Belmont most popular recordings as a solo artist were "The Mocking Bird" and his own composition, "Beautiful Birds, Sing On."[1] According to Joel Whitburn's estimations, overall his best-selling record was "Tell Me Pretty Maiden" in an ensemble with Byron G. Harlan, Frank C. Stanley and "The Floradora Girls" in a 1901 recording for Columbia.[8]

Belmont sang in addition to his whistling. He sang the baritone part in the first recordings of the "Columbia Quartette".[1] Belmont claimed to have "discovered" Henry Burr by bringing his attention to Columbia recording engineer George Emerson.[1]

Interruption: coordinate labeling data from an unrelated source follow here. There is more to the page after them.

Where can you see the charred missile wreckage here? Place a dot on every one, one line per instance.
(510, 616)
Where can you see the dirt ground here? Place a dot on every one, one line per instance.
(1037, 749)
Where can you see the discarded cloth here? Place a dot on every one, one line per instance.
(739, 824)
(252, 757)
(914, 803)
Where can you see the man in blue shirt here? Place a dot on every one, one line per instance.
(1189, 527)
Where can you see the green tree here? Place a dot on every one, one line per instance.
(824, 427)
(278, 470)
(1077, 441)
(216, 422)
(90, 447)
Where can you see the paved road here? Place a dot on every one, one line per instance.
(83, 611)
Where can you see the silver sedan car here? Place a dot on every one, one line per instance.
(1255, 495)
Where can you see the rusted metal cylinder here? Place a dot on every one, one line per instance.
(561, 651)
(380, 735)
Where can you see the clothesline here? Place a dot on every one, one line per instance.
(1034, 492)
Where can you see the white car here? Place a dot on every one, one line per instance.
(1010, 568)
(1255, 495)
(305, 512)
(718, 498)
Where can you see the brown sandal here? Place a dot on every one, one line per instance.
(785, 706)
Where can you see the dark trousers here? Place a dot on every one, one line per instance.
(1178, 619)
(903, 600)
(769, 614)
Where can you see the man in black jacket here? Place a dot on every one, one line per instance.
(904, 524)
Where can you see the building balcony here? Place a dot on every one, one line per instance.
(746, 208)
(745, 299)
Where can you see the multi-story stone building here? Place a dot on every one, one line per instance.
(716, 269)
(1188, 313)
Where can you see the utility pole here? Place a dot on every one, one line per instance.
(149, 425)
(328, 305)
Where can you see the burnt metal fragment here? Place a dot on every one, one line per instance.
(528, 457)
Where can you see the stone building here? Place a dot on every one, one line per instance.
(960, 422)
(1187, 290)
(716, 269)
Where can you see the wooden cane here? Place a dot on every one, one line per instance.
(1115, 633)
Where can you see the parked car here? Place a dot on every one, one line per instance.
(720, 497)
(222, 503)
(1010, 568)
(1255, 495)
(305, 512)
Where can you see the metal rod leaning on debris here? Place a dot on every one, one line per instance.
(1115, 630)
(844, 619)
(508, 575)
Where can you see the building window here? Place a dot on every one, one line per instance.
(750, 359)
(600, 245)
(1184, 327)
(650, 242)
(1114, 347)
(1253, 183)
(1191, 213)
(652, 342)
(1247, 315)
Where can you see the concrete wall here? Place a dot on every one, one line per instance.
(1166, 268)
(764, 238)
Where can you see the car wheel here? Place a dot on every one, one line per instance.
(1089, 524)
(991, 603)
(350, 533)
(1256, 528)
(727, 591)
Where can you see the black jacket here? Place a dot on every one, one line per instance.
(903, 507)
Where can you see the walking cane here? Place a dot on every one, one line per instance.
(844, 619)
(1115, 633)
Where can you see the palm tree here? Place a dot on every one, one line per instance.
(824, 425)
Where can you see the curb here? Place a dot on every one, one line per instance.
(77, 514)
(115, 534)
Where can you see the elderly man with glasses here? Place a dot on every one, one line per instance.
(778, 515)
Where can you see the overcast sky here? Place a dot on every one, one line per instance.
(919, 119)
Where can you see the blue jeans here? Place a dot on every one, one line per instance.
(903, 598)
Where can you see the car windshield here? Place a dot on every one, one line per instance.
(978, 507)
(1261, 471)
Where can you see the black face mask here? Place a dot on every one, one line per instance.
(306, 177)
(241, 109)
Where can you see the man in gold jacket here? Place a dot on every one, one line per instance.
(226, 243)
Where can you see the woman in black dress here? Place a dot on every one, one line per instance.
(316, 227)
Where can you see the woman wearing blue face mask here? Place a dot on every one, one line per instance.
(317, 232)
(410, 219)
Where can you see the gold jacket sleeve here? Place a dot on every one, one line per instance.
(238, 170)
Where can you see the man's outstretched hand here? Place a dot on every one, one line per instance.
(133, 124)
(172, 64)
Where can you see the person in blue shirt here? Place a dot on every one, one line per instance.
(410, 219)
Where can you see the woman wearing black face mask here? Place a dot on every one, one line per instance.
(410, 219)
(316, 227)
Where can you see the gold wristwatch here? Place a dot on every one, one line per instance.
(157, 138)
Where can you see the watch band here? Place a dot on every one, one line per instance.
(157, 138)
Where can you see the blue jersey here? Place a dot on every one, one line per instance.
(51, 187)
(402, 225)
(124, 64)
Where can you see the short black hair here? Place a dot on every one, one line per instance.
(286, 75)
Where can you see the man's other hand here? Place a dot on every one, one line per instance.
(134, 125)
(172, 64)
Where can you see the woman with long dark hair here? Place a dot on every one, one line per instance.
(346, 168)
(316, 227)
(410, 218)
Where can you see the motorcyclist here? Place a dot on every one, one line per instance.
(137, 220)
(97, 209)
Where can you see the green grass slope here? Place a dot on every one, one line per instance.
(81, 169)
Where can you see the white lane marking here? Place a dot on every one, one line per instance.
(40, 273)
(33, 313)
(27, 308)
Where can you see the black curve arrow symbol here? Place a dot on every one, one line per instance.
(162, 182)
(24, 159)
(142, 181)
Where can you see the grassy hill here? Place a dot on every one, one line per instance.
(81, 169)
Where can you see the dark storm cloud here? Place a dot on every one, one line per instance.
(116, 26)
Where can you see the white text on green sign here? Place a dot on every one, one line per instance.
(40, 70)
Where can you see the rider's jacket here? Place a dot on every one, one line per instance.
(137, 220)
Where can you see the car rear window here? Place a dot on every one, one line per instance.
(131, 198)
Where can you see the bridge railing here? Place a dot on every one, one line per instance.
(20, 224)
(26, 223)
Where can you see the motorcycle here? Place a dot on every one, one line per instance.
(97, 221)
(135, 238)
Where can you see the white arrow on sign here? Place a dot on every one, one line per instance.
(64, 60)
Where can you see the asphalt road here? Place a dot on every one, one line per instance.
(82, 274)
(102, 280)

Recorded compositions[edit]

  • The Blacksmith and the Bird[9]
  • The Blue Jay and the Thrush[9]
  • Beautiful Birds, Sing On
  • Gentle Spring Is Here Again[9]
  • How Birds Make Love[9]
  • The Merry Farmer Boys[9]
  • The Nightingale[10]
  • On an Afternoon in June[10]
  • The Songs of the Nations[9]
  • Whistle While You Walk[9]
  • The Whistling Coquette[9]

References[edit]

  1. ^ a b c d e f g h i j k l m n Walsh, Jim (March 1948). "Favorite Pioneer Recording Artists: Joe Belmont, "The Human Bird"". Hobbies. Chicago: Lightner Publishing Corporation. pp. 35–37.
  2. ^ Frank Hoffmann. Chronology of American Popular Music, 1900-2000.
  3. ^ Smith, Jacob (2015). Eco-Sonic Media. University of California Press. pp. 55–56.
  4. ^ Hoffmann, Frank, ed. (2005). Encyclopedia of Recorded Sound. Volume 1 (2 ed.). Routledge. p. 90.
  5. ^ Cheryl Bentsen (1980) Birdwoman of the concourse. New York Magazine 11 February 1980. p. 88
  6. ^ Walsh, Jim (February 1950). "Death of Joe Belmont". Hobbies. Chicago: Lightner Publishing Corporation. p. 35.
  7. ^ The New Yorker January 28, 1950 page 19
  8. ^ Whitburn, Joel (1986). Pop Memories 1890–1954. Menomonee Falls, Wisconsin: Record Research, Inc. p. 50. ISBN 0-89820-083-0.
  9. ^ a b c d e f g h Discography of American Historical Recordings, s.v. "Joseph Belmont (composer)," accessed September 14, 2018, [1].
  10. ^ a b Discography of American Historical Recordings, s.v. "J. W. Fulton (composer)," accessed September 14, 2018, [2].